Today we have found, by chance, this article by the great Carlos de Hita: “The sadness in the look of a hunting dog.” Little more to say, than what he himself expresses in the article. From here we want to pay a sincere tribute to all hunting dogs.
“Sadness in the look of a hunting dog”
Posted on December 3, 2019
DOGS OF REHALA
Rarely the starting point for these sonic narratives is an image. In general, the photograph and the text accompany the editing. But this time all part of the sad and at the same time furious expression of the dogs in the photography. They belong to one of the rehalas that participated in a mounting in Sierra Morena on Sunday the 7th 2019, to put an end to that area to the hunting season.
They spend most of their lives locked in fences, in large cages where fights are common. The baldness and scars on their faces denounce the violence that is going on in their existence. When they come out of the cage in which they are locked, they will beat the mountain with fury, lifting and chasing their prey, wild boars and deer, who will flee in despair before them.
And yet, in the expression of each of these wretched are still remnants of that noble background, the frank and deep gaze of any dog. One cannot approach the hunting world with sentimentality. But it’s hard not to feel sorry for the cruel fate that has marked the existence of these animals.
A few minutes after the photo was taken, the mounting begins. Dozens of armed rifles, firing lines that leave no dead angles to escape; frightened deer and boars, looking for escapes that don’t exist; voices, whistles, barking, an intense shooting… all amplified and repeated by echo of the valley. Mounting is an operation designed to take down as many animals with as little effort possible; nothing to do with the long walks of hunting, chasing a hooty prey. Here wild animals are clearly broken with the condition of victims. During the two or three hours the operation lasts, the noise and tension desecrate the soundscape. Next comes the strutting of the slaughtered animals, the handing out of trophies and the blood stain. And the silence that returns to tuck in the last moments of the animals who have been badly injured.

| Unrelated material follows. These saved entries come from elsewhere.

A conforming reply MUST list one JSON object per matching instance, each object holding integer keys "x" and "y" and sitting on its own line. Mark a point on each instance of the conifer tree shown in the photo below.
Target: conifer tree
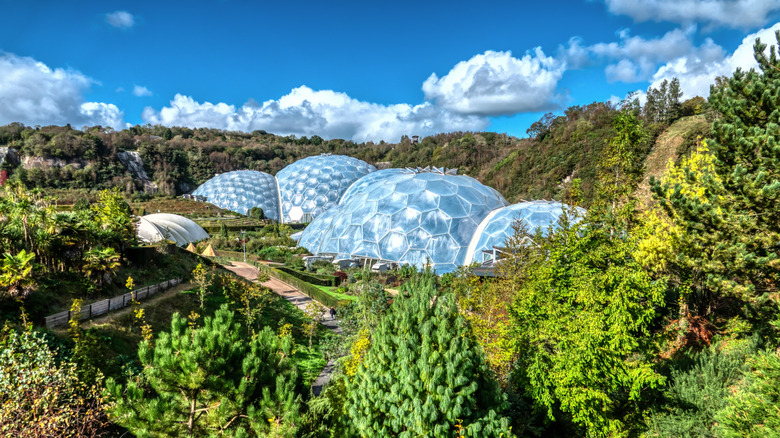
{"x": 733, "y": 211}
{"x": 424, "y": 375}
{"x": 208, "y": 381}
{"x": 754, "y": 411}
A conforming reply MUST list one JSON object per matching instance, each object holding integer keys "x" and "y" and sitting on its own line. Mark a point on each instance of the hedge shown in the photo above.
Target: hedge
{"x": 319, "y": 280}
{"x": 318, "y": 295}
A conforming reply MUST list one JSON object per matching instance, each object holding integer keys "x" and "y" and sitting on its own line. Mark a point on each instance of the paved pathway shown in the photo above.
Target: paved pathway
{"x": 299, "y": 300}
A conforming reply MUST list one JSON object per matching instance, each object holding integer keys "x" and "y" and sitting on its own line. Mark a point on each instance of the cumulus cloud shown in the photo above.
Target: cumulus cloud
{"x": 496, "y": 83}
{"x": 34, "y": 94}
{"x": 698, "y": 70}
{"x": 631, "y": 58}
{"x": 120, "y": 19}
{"x": 722, "y": 13}
{"x": 308, "y": 112}
{"x": 141, "y": 91}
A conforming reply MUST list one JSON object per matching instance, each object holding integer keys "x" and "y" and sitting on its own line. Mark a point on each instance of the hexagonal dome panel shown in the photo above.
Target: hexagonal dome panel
{"x": 363, "y": 183}
{"x": 497, "y": 226}
{"x": 405, "y": 216}
{"x": 313, "y": 185}
{"x": 242, "y": 190}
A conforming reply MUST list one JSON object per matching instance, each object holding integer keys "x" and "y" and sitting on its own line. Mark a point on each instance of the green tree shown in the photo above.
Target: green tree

Everything has been said about hunting, for and against. But from the day of the other day I am left with the deep sadness of these furious, thirsty dogs, in which there is still a rumble of nobility.
Sierra Morena, February 7, 2010.
August 2025 Lately there is talk of the declaration of the rehalas as Good of Cultural Interest in Extremadura and Andalusia. That’s why I decided to recover this old text that, together with a montage with the sounds recorded from the inside, in a mount, was published in the audioblog The Sound of Nature, in elmundo.es.